Perché io qui sieda senza scapito del vostro diritto, non fallendo al mio obbligo, è mestieri siami maestra la dottrina, la benevolenza mi rinfranchi, mi illumini la vostra mente; è necessità che ogni parola, pensiero, ogni mia azione, siano opera, parola, pensiero, ogni mia azione, siano opera, parola, pensiero vostro. Di questo assiduo, fiducioso, illimitato sussidio, che già mi concedeste, che impetro istantemente perduri immutato, non so a voi profferirmi grato se non a corte parole. Sono parole di un cuore che molto sente; è gratitudine che resta. (Approvazioni).
Nella legislatura passata, memorabile come quella che molto innovò negli ordini amministrativi, il Senato, lontano tanto dalla torpida acquiescenze, quanto dalla pervicace renitenza, non indarno usò la sua sperienza legislativa, l'autorità sua moderatrice. Fu opera conforme al genio italico, altrettanto restìo ad ogni frettolosa novità, come inclinato alle correzioni che a grado a grado, a passo a passo, mutano conservando, svecchiando rinvigoriscono. (Bene).
Allo spirito stesso, alla stessa solerzia, senza critica appassionata o studiati indugi, saranno, con maturo consiglio, informate anche nella Sessione che incomincia le deliberazioni vostre intorno ai ponderosi argomenti dalla parola reale annunziati. (Bene).
Colleghi onorandissimi. La legislatura che sorge ha recato al Senato un onor singolare, a noi una cagione di alta letizia. Da pochi giorni l'albo nostro è stato fregiato col nome del principe Vittorio Emanuele di Savoia, del figlio dell'augusto Re, il cui regno anderà ai posteri quale insuperabile per lealtà, per valore, per patria carità. (Bravo, applausi).
A lui, nipote del gran Re redentore, in giovine età già degno dell'avo e del padre, io, in presenza vostra, rinnovo l'omaggio reverente del Senato, oggi è un mese tributatogli. (Vivissimi applausi).
Possa la fortuna d'Italia volgere sempre a lui seconda; a lui già certa speranza, sicura guida un giorno agli alti destini della nazione: possano sul suo capo accumularsi i trionfi che rimeritarono il regno dell'avo, le fervide acclamazioni che accompagnano quello del padre, strenuo avanzatore di libertà, ai miseri soccorrevole, della contentezza dei popoli promotore alacre. (Applausi).
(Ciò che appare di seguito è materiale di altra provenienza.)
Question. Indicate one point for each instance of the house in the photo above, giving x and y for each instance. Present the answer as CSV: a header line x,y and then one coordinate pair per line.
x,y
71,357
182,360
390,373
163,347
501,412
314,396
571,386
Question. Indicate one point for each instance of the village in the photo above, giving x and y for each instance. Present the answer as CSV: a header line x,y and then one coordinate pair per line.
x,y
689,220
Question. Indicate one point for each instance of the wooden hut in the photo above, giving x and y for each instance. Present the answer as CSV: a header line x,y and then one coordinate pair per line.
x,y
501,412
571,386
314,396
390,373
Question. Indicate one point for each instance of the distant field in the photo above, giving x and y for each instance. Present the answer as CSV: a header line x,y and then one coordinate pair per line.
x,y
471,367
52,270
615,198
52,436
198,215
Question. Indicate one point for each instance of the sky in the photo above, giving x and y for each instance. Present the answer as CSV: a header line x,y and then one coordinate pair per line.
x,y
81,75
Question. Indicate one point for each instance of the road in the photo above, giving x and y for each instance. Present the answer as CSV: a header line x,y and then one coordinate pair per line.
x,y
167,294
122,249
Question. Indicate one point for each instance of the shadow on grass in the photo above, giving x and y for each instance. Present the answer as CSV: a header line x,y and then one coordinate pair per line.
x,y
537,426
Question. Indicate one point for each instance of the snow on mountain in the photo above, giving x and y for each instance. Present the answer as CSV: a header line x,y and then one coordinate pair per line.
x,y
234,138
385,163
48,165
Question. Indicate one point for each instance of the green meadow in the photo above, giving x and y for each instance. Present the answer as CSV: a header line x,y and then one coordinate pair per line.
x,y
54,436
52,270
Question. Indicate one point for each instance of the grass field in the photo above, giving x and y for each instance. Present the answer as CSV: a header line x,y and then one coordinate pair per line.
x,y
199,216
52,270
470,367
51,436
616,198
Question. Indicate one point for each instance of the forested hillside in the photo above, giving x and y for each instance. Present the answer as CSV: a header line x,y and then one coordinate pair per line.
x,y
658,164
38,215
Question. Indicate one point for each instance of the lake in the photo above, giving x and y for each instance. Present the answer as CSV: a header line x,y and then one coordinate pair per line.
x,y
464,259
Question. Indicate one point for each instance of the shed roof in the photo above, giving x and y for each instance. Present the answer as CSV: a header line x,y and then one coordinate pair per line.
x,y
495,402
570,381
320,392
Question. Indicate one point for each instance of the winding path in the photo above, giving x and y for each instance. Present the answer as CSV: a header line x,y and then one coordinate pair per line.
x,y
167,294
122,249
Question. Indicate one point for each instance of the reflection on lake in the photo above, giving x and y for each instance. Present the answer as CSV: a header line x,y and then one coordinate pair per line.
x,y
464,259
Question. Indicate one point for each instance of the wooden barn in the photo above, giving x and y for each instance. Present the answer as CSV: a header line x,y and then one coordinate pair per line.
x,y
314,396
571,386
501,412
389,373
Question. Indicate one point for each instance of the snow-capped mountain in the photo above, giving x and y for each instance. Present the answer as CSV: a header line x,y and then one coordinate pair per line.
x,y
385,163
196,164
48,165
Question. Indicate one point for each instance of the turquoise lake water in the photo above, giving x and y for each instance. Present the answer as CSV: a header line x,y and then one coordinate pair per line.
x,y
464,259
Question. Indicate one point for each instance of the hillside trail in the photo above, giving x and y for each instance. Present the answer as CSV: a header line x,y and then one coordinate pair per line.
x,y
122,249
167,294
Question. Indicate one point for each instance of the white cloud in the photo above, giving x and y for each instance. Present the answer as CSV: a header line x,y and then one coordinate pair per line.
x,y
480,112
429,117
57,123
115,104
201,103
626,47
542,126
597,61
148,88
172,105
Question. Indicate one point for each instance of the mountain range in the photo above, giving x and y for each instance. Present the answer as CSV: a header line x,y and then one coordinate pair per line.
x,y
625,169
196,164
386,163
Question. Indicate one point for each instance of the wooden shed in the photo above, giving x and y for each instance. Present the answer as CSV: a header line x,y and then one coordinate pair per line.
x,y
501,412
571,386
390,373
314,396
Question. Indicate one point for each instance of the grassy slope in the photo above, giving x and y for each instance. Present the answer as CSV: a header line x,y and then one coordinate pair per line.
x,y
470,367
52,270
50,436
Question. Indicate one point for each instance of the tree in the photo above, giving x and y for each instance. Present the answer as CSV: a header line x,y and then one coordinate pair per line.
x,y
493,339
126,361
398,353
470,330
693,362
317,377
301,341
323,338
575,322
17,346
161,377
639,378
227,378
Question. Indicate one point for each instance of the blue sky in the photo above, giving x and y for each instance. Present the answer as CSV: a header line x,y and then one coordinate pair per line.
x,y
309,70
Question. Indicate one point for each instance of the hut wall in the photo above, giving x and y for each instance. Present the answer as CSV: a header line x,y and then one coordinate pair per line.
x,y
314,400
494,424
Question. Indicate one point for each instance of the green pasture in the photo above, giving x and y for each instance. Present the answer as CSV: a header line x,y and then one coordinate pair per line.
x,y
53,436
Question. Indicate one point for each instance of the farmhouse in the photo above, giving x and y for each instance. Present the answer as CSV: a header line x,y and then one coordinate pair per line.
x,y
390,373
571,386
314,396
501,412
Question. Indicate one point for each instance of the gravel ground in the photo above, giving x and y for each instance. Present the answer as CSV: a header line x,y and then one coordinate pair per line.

Ed ai nuovi colleghi, che il Re ci diede testè, io indirizzo il nostro saluto.
Uomini in fama nelle scienze, nelle lettere, in grado negli ordini amministrativi, parlamentari provetti, rappresentanti dei vitali interessi cu cui gli Stati si fondano e saldamente stanno, per essi, giunge prezioso aiuto all'eccelsa mèta cui, scarichi d'ogni altra minor cura, per il bene durevole della patria franchi intendiamo.
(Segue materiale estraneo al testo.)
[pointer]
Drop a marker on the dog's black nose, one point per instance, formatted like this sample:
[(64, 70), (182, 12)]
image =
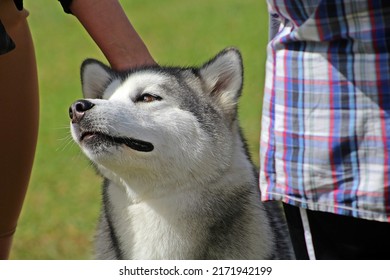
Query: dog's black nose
[(78, 109)]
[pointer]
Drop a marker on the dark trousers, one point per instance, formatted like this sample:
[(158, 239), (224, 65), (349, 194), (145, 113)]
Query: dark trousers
[(337, 237)]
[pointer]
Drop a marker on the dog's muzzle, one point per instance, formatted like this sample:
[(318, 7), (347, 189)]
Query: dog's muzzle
[(76, 113)]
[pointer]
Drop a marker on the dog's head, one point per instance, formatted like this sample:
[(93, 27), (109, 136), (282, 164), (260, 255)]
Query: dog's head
[(169, 121)]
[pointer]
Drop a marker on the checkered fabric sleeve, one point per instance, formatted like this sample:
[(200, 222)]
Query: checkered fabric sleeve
[(325, 135)]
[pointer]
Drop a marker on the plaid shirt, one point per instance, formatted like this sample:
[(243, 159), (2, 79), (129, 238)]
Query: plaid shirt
[(325, 139)]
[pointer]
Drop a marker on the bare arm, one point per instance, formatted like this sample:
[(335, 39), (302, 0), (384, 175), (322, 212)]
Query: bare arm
[(112, 31)]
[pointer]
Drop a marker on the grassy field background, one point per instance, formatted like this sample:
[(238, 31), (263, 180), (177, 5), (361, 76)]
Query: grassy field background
[(62, 205)]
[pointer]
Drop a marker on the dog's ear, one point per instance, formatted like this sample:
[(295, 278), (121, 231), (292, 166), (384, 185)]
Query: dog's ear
[(95, 77), (223, 79)]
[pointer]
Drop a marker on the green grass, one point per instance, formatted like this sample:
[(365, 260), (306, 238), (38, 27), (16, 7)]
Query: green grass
[(62, 205)]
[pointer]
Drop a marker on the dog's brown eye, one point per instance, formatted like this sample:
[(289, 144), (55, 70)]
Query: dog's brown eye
[(147, 97)]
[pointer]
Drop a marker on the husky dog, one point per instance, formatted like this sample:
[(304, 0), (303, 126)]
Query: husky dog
[(178, 182)]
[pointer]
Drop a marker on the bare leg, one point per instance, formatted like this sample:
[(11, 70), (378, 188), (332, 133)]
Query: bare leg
[(19, 112)]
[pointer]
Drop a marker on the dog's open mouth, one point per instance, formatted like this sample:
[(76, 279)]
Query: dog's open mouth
[(135, 144)]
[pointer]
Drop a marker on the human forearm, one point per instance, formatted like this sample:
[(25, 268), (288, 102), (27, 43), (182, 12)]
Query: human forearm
[(110, 28)]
Qui, con animo riposato, si libra ogni problema, i dibattiti si improntano a civile sapienza; tutti i reali bisogni, tutte le sofferenze, ogni legittima aspirazione incontra qui il suffragio delle menti, il favore dei cuori. Qui, insieme a noi, essi faranno risplendere di luce ognor più smagliante la vivida tradizione del Senato, mai, per oltre quarant'anni, affievolita; tradizione nazionale da cui e per cui, colla libertà, l'unità fu conquistata; tradizione che durerà perpetuamente immacolata: niente senza il Re, tutto per la patria! (Applausi viivissimi, prolungati).